A “Mirror Diamond” necklace bearing five table-cut Mughal-empire diamonds from the early 17th century has been offered for private sale at a price of $20 million by the London auction house Bonhams.

The necklace is considered one of the most important and valuable pieces of Mughal jewelry ever seen on the market and reflects a period when the Mughals controlled most of the Indian subcontinent.

At 28 carats, the central stone is the largest mirror or table-cut diamond in existence, and the five diamonds (ranging from 16 to 28 carats) are the largest known matching set of table-cut diamonds from the Mughal 17th century. It is most likely that the diamonds belonged to a Mughal emperor.

To both Mughal emperors and Indian maharajas, the quality and size of the gem were of paramount importance. Because gem cutters worked toward achieving the largest size possible, they typically removed only cracks and inclusions. The cutting strategies of that era often resulted in gems with irregular and asymmetrical shapes.
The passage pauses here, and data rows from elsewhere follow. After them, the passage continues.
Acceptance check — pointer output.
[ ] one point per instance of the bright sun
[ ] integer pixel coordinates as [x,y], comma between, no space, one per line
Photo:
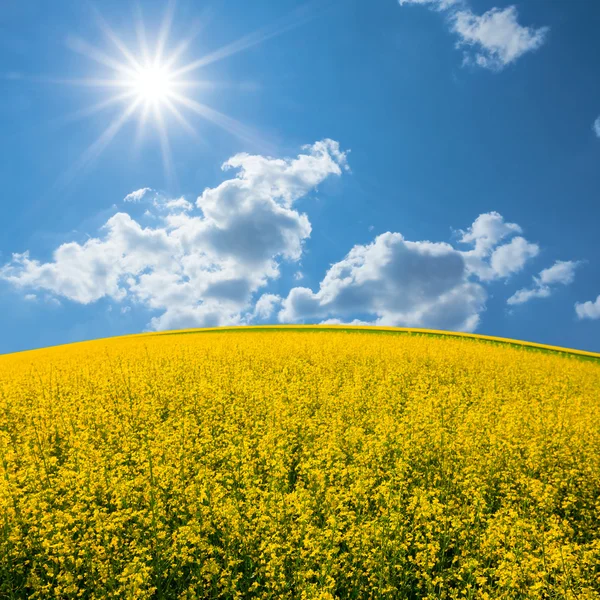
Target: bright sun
[153,84]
The five table-cut diamonds featured in the necklace have a flat top and bottom, with facets around the edge. This faceting acts as a border around the irregular shape of the diamond and produces a refractive brilliance. The Gemological Institute of America has speculated that the five near colorless diamonds were cut from the same crystal.

In the necklace’s current form, each diamond is encased in delicate gold frames adorned with Colombian emerald drops. The whole thing is woven in a gold and ivory silk cord. Bonhams reported that the emeralds were likely added during the late 18th or early 19th century.

It is very rare and remarkable that the Mughal Mirror Diamond necklace has survived with its gemstones intact. Much of India’s royal jewelry has been subjected to the aesthetics and new cutting techniques of the 19th and early 20th century, with gemstones often refaceted into more modern shapes.

“What makes [the table-cut diamonds] so remarkable –  the rarity, if you like – is that they have not been Westernized,” explained Matthew Girling, chief executive officer of Bonhams and head of its jewelry unit.